La projection d’un film annulée, une conférence reportée et des invités remerciés. Le Maroc s’interdirait-il de parler de ses juifs à l’heure où les hostilités reprennent au Proche-Orient ?
C’est une constante. Toutes les démarches artistiques, scientifiques et historiques ayant trait aux juifs marocains sont systématiquement victimes de censure, au moment où l’Etat d’Israël s’en prend violement au peuple palestinien. Une action militaire par ailleurs insoutenable, qui ne cache aucune ambigüité sur l’opinion de l’écrasante majorité des Marocains. Mais cette opinion concerne la politique d’un Etat (Israël) envers un peuple frère, les Palestiniens. Manifester son indignation est parfaitement légitime tant que la confusion ne règne pas. Défricher l’histoire des juifs du Maroc, présent depuis 3000 ans sur notre terre, ne veut pas dire approuver la politique agressive d’Israël d’aujourd’hui.

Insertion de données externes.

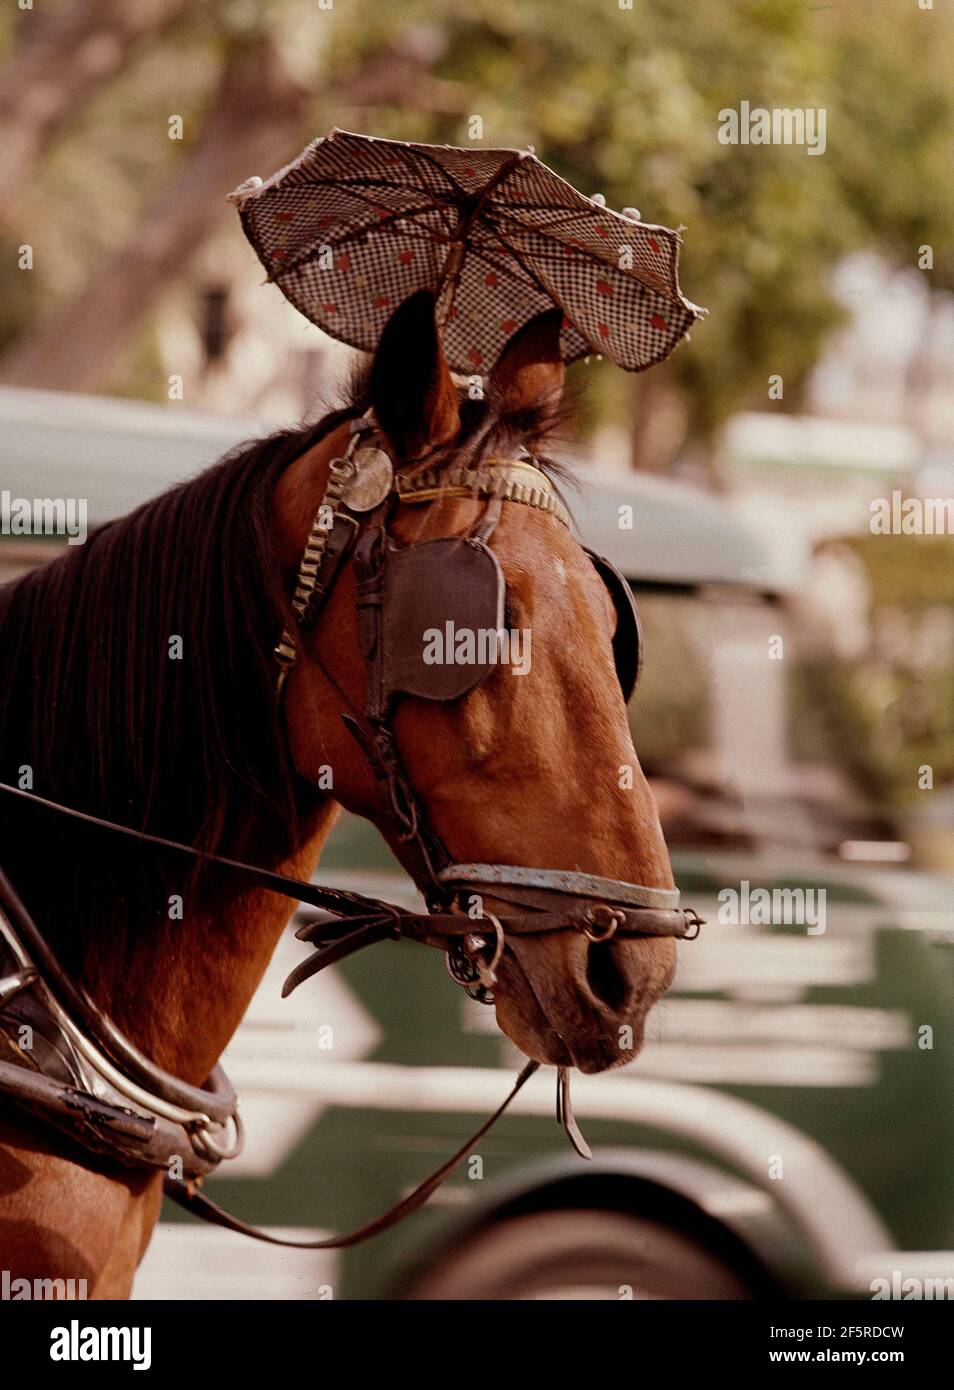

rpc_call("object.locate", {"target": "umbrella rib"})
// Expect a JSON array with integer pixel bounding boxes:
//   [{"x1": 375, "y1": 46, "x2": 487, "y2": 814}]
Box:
[
  {"x1": 485, "y1": 201, "x2": 623, "y2": 252},
  {"x1": 378, "y1": 140, "x2": 479, "y2": 199},
  {"x1": 484, "y1": 203, "x2": 680, "y2": 297},
  {"x1": 435, "y1": 151, "x2": 533, "y2": 325},
  {"x1": 314, "y1": 179, "x2": 459, "y2": 231},
  {"x1": 453, "y1": 238, "x2": 542, "y2": 299},
  {"x1": 272, "y1": 162, "x2": 538, "y2": 306},
  {"x1": 307, "y1": 175, "x2": 462, "y2": 215},
  {"x1": 479, "y1": 220, "x2": 579, "y2": 325},
  {"x1": 297, "y1": 140, "x2": 506, "y2": 238},
  {"x1": 355, "y1": 138, "x2": 536, "y2": 217},
  {"x1": 476, "y1": 220, "x2": 616, "y2": 359},
  {"x1": 263, "y1": 200, "x2": 461, "y2": 283},
  {"x1": 489, "y1": 200, "x2": 684, "y2": 278}
]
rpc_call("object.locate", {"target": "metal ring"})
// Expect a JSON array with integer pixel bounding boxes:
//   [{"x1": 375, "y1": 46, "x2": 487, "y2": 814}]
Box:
[
  {"x1": 192, "y1": 1108, "x2": 245, "y2": 1163},
  {"x1": 582, "y1": 905, "x2": 623, "y2": 943},
  {"x1": 329, "y1": 455, "x2": 356, "y2": 481},
  {"x1": 445, "y1": 942, "x2": 481, "y2": 988},
  {"x1": 471, "y1": 913, "x2": 505, "y2": 988},
  {"x1": 681, "y1": 909, "x2": 704, "y2": 941},
  {"x1": 446, "y1": 914, "x2": 506, "y2": 998},
  {"x1": 466, "y1": 984, "x2": 495, "y2": 1006}
]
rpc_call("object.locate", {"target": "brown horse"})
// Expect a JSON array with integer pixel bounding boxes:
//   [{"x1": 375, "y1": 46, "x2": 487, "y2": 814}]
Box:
[{"x1": 0, "y1": 294, "x2": 678, "y2": 1297}]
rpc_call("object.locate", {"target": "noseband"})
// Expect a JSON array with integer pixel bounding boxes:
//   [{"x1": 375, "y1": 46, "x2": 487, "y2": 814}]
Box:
[{"x1": 0, "y1": 412, "x2": 703, "y2": 1250}]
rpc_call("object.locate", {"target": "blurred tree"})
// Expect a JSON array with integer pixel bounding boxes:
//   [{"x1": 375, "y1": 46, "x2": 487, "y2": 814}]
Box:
[
  {"x1": 0, "y1": 0, "x2": 951, "y2": 468},
  {"x1": 0, "y1": 35, "x2": 307, "y2": 391},
  {"x1": 0, "y1": 0, "x2": 207, "y2": 194},
  {"x1": 328, "y1": 0, "x2": 954, "y2": 474},
  {"x1": 0, "y1": 1, "x2": 469, "y2": 387}
]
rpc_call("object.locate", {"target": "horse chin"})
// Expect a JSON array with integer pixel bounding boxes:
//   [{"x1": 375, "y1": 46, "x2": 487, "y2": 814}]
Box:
[
  {"x1": 494, "y1": 996, "x2": 645, "y2": 1074},
  {"x1": 490, "y1": 935, "x2": 672, "y2": 1076}
]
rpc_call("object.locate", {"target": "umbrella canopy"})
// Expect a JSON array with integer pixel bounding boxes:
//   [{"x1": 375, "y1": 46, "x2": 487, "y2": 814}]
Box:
[{"x1": 230, "y1": 128, "x2": 704, "y2": 375}]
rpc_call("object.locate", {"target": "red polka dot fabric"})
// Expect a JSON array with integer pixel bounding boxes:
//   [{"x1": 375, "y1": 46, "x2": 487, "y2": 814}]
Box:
[{"x1": 235, "y1": 128, "x2": 704, "y2": 375}]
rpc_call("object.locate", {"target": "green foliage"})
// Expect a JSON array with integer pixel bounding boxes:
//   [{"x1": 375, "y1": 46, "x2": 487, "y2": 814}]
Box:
[
  {"x1": 329, "y1": 0, "x2": 954, "y2": 446},
  {"x1": 794, "y1": 655, "x2": 954, "y2": 812},
  {"x1": 3, "y1": 0, "x2": 953, "y2": 437},
  {"x1": 843, "y1": 535, "x2": 954, "y2": 608},
  {"x1": 794, "y1": 536, "x2": 954, "y2": 809}
]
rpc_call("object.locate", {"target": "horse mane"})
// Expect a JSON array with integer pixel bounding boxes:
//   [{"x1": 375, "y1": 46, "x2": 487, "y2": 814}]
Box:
[
  {"x1": 0, "y1": 371, "x2": 568, "y2": 966},
  {"x1": 0, "y1": 417, "x2": 334, "y2": 850},
  {"x1": 0, "y1": 408, "x2": 347, "y2": 966}
]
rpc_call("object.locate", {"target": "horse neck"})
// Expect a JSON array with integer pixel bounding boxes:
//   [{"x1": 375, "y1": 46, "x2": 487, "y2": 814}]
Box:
[
  {"x1": 0, "y1": 428, "x2": 357, "y2": 1086},
  {"x1": 81, "y1": 799, "x2": 340, "y2": 1085}
]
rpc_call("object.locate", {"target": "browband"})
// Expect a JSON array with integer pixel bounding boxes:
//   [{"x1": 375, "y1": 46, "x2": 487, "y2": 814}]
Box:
[{"x1": 395, "y1": 457, "x2": 572, "y2": 527}]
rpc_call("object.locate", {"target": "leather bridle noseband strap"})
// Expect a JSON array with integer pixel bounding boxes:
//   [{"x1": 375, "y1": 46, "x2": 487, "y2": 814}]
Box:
[{"x1": 0, "y1": 412, "x2": 703, "y2": 1249}]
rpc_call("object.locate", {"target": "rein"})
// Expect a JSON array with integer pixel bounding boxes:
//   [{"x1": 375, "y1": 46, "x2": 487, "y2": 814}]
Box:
[
  {"x1": 0, "y1": 791, "x2": 542, "y2": 1245},
  {"x1": 0, "y1": 784, "x2": 569, "y2": 1244},
  {"x1": 0, "y1": 416, "x2": 703, "y2": 1249}
]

L’Université d’Al Akhawayn avait prévu d’organiser début décembre une très judicieuse conférence réunissant des historiens marocains, étrangers et israéliens. Le but de cette démarche scientifique était de regrouper les connaissances dispersées sur l’histoire des juifs marocains. Le tout coïncidant avec la commémoration du premier anniversaire de la disparition de Simon Lévy. Grande fut la surprise à l’annonce du report de cette importante manifestation de recherche historique, événement encore trop rare au Maroc pour se permettre le luxe de les annuler. En parallèle, le film documentaire Tinghir-Jérusalem, les échos du Mellah, réalisé par Kamal Hachkar, a été subitement retiré de la programmation à Agadir. La question se pose sur la coïncidence de ces interdictions et l’actualité brûlante au Proche-Orient. Un raisonnement logique viendrait à établir un lien de cause à effet évident.

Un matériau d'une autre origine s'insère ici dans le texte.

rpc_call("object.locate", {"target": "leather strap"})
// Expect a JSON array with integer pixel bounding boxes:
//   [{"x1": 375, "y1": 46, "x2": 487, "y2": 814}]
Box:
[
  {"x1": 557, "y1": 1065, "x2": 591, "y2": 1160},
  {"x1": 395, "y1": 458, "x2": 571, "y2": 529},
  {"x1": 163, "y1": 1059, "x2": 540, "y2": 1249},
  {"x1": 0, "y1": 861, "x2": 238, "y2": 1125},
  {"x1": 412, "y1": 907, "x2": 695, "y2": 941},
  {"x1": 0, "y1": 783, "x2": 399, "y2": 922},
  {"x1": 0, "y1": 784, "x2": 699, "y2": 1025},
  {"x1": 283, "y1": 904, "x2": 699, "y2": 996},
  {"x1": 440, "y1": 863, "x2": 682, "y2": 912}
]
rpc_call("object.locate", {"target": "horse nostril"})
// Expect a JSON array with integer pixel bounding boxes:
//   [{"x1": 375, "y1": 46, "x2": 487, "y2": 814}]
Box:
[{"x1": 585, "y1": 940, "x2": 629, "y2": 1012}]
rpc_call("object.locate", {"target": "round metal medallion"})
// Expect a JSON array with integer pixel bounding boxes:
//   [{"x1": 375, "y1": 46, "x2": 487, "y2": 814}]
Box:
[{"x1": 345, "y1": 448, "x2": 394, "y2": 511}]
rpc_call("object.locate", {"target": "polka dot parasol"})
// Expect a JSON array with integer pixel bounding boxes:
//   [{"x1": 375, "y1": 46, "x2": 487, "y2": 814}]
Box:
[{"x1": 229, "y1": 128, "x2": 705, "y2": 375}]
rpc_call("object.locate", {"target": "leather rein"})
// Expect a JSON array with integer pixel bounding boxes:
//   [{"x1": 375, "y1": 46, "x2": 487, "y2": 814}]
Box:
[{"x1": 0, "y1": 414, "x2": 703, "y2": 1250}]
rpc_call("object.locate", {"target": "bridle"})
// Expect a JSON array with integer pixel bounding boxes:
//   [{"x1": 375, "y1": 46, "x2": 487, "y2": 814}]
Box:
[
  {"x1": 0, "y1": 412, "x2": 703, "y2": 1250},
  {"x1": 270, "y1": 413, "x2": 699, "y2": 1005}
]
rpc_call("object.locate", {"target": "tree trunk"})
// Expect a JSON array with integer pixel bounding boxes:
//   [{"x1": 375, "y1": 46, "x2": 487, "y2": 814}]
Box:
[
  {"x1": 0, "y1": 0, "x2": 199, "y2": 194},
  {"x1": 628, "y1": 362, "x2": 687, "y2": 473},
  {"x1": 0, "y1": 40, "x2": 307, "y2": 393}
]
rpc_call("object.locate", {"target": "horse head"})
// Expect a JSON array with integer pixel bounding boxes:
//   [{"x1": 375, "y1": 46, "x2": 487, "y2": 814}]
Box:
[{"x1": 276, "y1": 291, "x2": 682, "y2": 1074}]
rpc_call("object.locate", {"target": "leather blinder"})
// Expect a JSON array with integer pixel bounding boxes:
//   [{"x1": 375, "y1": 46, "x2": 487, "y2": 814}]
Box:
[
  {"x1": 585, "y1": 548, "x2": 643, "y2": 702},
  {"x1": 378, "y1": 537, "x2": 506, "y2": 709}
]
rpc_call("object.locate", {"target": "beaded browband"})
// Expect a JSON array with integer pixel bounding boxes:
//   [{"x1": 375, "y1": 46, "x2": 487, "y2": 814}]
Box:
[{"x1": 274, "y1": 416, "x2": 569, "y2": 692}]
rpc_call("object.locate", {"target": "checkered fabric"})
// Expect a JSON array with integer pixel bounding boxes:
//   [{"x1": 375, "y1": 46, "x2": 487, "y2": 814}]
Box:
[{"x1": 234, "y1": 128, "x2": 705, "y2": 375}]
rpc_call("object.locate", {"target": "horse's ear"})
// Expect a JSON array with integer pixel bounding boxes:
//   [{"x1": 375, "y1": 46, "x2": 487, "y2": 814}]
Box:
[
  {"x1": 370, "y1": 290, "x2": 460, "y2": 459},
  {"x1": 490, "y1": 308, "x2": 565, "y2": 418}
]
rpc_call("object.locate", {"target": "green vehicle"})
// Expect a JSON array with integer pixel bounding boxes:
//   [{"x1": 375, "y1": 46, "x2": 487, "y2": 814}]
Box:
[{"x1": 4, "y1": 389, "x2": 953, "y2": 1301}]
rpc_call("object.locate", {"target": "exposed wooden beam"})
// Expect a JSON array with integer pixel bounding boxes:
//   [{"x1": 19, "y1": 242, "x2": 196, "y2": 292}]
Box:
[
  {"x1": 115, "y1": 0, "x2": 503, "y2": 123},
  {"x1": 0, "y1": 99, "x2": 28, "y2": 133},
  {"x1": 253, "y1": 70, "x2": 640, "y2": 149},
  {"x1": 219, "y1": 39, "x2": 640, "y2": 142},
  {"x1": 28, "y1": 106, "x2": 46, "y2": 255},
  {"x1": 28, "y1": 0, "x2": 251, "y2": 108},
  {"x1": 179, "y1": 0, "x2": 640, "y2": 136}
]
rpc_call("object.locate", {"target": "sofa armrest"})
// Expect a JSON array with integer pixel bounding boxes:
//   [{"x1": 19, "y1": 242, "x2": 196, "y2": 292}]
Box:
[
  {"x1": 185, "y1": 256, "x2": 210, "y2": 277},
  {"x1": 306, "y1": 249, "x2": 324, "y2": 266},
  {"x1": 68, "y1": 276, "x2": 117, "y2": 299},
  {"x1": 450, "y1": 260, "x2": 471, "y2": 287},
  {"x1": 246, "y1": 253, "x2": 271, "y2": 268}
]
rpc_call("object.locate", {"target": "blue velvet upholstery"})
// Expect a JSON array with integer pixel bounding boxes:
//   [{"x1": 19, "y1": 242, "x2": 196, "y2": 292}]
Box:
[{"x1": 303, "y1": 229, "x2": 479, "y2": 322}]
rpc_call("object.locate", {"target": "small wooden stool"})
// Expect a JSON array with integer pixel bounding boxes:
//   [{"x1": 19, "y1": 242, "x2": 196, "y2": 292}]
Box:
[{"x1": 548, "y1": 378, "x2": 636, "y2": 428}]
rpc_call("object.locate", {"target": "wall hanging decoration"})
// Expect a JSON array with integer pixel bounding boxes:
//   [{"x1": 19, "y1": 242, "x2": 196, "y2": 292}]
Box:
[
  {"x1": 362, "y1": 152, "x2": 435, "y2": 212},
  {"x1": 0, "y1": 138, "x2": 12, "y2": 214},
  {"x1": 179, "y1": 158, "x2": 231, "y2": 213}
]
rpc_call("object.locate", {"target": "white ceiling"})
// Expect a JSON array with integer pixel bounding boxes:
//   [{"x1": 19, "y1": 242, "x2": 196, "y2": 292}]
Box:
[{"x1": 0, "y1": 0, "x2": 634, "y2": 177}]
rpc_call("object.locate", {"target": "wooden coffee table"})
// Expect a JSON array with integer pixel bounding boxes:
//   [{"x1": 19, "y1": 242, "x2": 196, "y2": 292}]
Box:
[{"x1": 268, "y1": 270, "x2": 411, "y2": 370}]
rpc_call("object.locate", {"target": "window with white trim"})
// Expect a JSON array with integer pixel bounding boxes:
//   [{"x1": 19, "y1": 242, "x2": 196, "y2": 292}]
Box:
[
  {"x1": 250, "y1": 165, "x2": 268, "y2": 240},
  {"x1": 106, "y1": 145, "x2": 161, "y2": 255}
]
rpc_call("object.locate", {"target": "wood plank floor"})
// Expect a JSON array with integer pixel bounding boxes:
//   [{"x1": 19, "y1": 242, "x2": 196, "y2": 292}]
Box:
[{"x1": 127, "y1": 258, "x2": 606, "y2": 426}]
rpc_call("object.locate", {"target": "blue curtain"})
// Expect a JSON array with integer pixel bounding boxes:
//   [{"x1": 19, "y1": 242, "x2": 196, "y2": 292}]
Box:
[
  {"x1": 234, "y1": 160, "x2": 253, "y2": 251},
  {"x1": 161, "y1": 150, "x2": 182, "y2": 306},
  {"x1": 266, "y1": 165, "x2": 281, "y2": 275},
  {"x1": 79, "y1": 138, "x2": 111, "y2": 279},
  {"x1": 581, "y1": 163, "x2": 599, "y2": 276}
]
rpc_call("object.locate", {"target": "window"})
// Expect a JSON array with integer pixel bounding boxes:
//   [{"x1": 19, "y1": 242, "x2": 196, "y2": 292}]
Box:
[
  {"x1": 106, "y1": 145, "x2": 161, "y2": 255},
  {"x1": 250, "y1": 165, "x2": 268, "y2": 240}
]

Pourtant, contacté par Zamane, le professeur d’Al Akhawayn chargé de l’organisation de la conférence est catégorique. Pour lui, les motivations qui l’animent ne sont pas d’ordre politique: « Nous tenions d’abord à rendre hommage à Simon Lévy, malheureusement certains participants qui étaient prévus ont renoncé à nous rejoindre à la dernière minute. Notre programme s’en est retrouvé tellement modifié qu’il est devenu indispensable de reporter l’événement ». De son côté, Kamal Hachgar nous affirme que la raison de la censure de son film est directement liée à des groupes de pression, qui assimilent son travail à une volonté de normalisation avec l’Etat d’Israël. Selon lui, « la municipalité d’Agadir a reçu des instructions de la part de la wilaya pour suspendre la projection ». Il se dit « indigné de cette confusion des genres. L’histoire des peuples n’est pas celle des gouvernements ». La décision de censure n’est d’ailleurs légitimée par aucun antécédent, car le film de Kamal Hachgar a déjà été projeté dans 15 villes marocaines, que ce soit dans les centres culturels ou les universités. Et de l’aveu du réalisateur, « les rencontres sont cordiales, aucun incident n’est à déplorer. Les spectateurs sont très curieux et réceptifs ».

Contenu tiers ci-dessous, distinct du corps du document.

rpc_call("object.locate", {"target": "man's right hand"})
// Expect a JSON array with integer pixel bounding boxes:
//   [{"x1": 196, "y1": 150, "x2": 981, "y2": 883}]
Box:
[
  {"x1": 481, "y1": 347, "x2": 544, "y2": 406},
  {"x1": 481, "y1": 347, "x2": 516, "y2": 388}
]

Jamaâ Baida, directeur des Archives du Maroc, nous livre son sentiment sur cette question : « Il semble que le Maroc ne soit pas prêt à assumer une réelle séparation des champs scientifiques, culturels et politiques ». Quel est le rôle de l’Etat dans ce jeu d’intox, où le populisme est encouragé ? Il serait également aisé de faire mention à une autre et troublante coïncidence, celle liée au fameux souhait du PJD de faire de « l’art propre ». Espérons que cette démarche ne consiste pas à s’acharner à gommer l’histoire des juifs marocains de la mémoire collective.